Marqo's new release allows you to:
Note, this is available in Marqo open source and will be coming to Marqo Cloud very soon!
In an increasingly multimedia-centric world, the ability to search across various content/data types is crucial. Whether you're managing a vast library of educational videos, a repository of podcasts, or a collection of marketing materials, Marqo's new capabilities ensure that you can find exactly what you need, when you need it.
There are endless possibilities with audio and video search but below are some of the most common use cases.
This section will show you how to get set up on Marqo Cloud in 5 simple steps.
First, we need to install Marqo with pip:
pip install marqo
Next, we will need to initialize the Marqo Client. This will allow us to create and add documents to an index. To obtain your API Key, see this article.
import marqo
api_key = "put_your_api_key_here"
mq = marqo.Client(url='https://api.marqo.ai', api_key=api_key)
Let’s set up the configuration for our index. Here, we specify the LanguageBind/Video_V1.5_FT_Audio_FT_Image
model which allows us to create an index that can handle video, audio, image, and text files. We also specify that we want to use marqo.GPU
as the inference type as well as configure other basic settings.
# Define settings for the index
settings = {
"type": "unstructured", # Unstructured data allows flexible input types
"vectorNumericType": "float", # Use floating-point numbers for vector embeddings
"model": "LanguageBind/Video_V1.5_FT_Audio_FT_Image", # Model to handle text, audio, video, and images
"normalizeEmbeddings": True, # Normalize embeddings to ensure comparability
"treatUrlsAndPointersAsMedia": True, # Treat URLs as media files
"treatUrlsAndPointersAsImages": True, # Specifically treat certain URLs as images
"audioPreprocessing": {"splitLength": 10, "splitOverlap": 5}, # Split audio into 10-second chunks with 5-second overlap
"videoPreprocessing": {"splitLength": 20, "splitOverlap": 5}, # Split video into 20-second chunks with 5-second overlap
"inferenceType": "marqo.GPU", # Specify inference type
}
# Create a new index with the specified settings
mq.create_index("audio-and-video-search", settings_dict=settings)
We now add our audio, video and image documents to our index. We will add one of each type. The video file is a video of our co-founder, Jesse Clark, giving a presentation at Google HQ. The audio file is blues music. The image file is our fashion-CLIP model logo - a hippo with a hat. These URLs are public so feel free to inspect them for yourself.
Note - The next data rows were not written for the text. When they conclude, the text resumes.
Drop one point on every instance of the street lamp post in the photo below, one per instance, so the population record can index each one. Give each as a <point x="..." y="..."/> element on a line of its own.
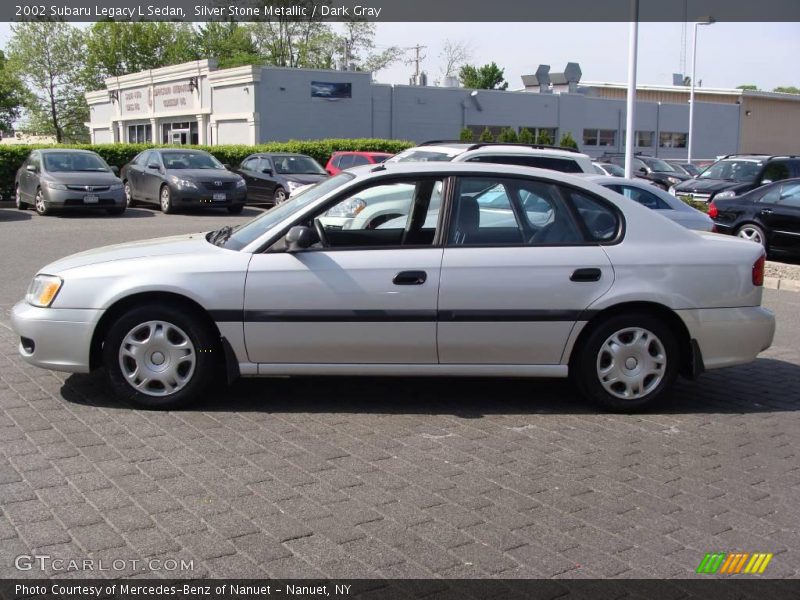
<point x="707" y="21"/>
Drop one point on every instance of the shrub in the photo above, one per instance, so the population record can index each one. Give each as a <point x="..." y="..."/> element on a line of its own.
<point x="526" y="136"/>
<point x="12" y="156"/>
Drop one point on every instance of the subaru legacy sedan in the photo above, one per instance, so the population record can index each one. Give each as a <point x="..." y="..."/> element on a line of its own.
<point x="555" y="277"/>
<point x="174" y="178"/>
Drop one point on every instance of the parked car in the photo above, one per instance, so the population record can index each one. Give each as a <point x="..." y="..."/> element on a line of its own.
<point x="602" y="168"/>
<point x="273" y="177"/>
<point x="566" y="160"/>
<point x="659" y="171"/>
<point x="656" y="199"/>
<point x="60" y="179"/>
<point x="593" y="287"/>
<point x="688" y="168"/>
<point x="344" y="159"/>
<point x="737" y="174"/>
<point x="769" y="215"/>
<point x="175" y="178"/>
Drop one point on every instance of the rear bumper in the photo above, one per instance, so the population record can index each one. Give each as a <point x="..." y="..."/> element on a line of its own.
<point x="729" y="336"/>
<point x="55" y="338"/>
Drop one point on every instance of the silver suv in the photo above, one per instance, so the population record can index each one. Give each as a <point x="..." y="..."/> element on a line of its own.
<point x="566" y="160"/>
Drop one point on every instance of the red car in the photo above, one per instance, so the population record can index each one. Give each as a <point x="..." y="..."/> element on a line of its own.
<point x="339" y="161"/>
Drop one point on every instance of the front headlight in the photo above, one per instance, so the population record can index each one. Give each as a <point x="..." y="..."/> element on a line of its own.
<point x="43" y="290"/>
<point x="348" y="209"/>
<point x="184" y="183"/>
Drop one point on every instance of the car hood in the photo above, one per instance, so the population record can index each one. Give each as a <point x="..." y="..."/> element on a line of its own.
<point x="708" y="185"/>
<point x="305" y="178"/>
<point x="192" y="244"/>
<point x="84" y="178"/>
<point x="204" y="174"/>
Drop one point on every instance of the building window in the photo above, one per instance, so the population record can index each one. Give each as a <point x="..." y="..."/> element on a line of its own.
<point x="600" y="137"/>
<point x="140" y="134"/>
<point x="672" y="139"/>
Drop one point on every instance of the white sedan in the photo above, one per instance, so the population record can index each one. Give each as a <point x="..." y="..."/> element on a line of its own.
<point x="491" y="270"/>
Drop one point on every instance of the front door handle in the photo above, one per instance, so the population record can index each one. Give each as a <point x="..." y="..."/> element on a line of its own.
<point x="585" y="275"/>
<point x="410" y="278"/>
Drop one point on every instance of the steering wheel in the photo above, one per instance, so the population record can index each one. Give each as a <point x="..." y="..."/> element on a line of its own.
<point x="323" y="239"/>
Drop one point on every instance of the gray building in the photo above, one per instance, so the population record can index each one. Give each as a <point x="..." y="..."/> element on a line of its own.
<point x="198" y="103"/>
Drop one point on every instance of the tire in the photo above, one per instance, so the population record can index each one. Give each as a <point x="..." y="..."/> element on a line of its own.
<point x="279" y="196"/>
<point x="165" y="200"/>
<point x="40" y="205"/>
<point x="160" y="357"/>
<point x="752" y="232"/>
<point x="643" y="372"/>
<point x="129" y="201"/>
<point x="18" y="200"/>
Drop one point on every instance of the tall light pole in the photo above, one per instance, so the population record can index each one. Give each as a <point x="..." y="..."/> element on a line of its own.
<point x="706" y="21"/>
<point x="633" y="39"/>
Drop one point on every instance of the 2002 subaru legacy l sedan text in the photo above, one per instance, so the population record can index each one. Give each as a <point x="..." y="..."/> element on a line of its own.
<point x="555" y="277"/>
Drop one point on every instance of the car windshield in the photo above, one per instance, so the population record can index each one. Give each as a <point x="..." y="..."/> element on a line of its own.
<point x="659" y="165"/>
<point x="297" y="165"/>
<point x="732" y="170"/>
<point x="61" y="162"/>
<point x="424" y="156"/>
<point x="250" y="231"/>
<point x="190" y="160"/>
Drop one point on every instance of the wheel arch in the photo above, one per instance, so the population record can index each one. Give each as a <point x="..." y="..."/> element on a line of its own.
<point x="122" y="305"/>
<point x="690" y="359"/>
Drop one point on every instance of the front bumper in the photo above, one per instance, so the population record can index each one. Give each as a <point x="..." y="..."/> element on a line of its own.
<point x="730" y="336"/>
<point x="61" y="337"/>
<point x="68" y="199"/>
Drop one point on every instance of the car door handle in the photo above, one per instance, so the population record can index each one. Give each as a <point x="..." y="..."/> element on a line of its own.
<point x="410" y="278"/>
<point x="585" y="275"/>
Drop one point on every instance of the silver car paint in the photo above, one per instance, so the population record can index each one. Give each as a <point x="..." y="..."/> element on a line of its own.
<point x="705" y="278"/>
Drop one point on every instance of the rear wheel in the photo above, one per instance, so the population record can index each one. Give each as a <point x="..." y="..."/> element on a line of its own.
<point x="160" y="357"/>
<point x="627" y="363"/>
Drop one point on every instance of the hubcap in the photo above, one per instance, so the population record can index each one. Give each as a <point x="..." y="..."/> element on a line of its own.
<point x="631" y="363"/>
<point x="748" y="233"/>
<point x="157" y="358"/>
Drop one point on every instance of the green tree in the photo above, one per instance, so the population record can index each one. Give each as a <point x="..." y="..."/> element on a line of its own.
<point x="114" y="48"/>
<point x="567" y="141"/>
<point x="487" y="77"/>
<point x="526" y="136"/>
<point x="544" y="139"/>
<point x="13" y="95"/>
<point x="508" y="135"/>
<point x="486" y="135"/>
<point x="49" y="59"/>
mq.index("audio-and-video-search").add_documents(
documents=[
# Add an audio file (blues music)
{"audio_field": "https://marqo-tutorial-public.s3.us-west-2.amazonaws.com/example-audio.mp3", "_id": "id1"},
# Add a video file (public speaking)
{"video_field": "https://marqo-tutorial-public.s3.us-west-2.amazonaws.com/example-video.mp4", "_id": "id2"},
# Add an image (Marqo logo which is a hippo)
{"image_field": "https://marqo-tutorial-public.s3.us-west-2.amazonaws.com/example-image.png", "_id": "id3"},
# Add more documents here if needed
],
tensor_fields=['audio_field', 'video_field', 'image_field'] # Specify which fields should be embedded
)
Let's search over this index. We will use the 'public speaking' query as this description matches our video file well.
# Search the index for a query related to public speaking
res = mq.index("audio-and-video-search").search("public speaking")
print(res['hits'][0]) # Print the top hit (should relate to the video of public speaking)
After performing our search, we obtain the output:
{'_id': 'id2', 'video_field': 'https://marqo-tutorial-public.s3.us-west-2.amazonaws.com/example-video.mp4', '_highlights': [{'video_field': '[0.8858670000000011, 20.885867]'}], '_score': 0.5409741804365457}
From this, we can clearly see the video file is our top result.
We encourage you to add more video, audio, image, and text documents to your index and experiment with different queries.
If you follow the steps in this guide, you will create an index with GPU inference and a basic storage shard. When you are done with the index you can delete it with the following code:
mq.delete_index("audio-and-video-search")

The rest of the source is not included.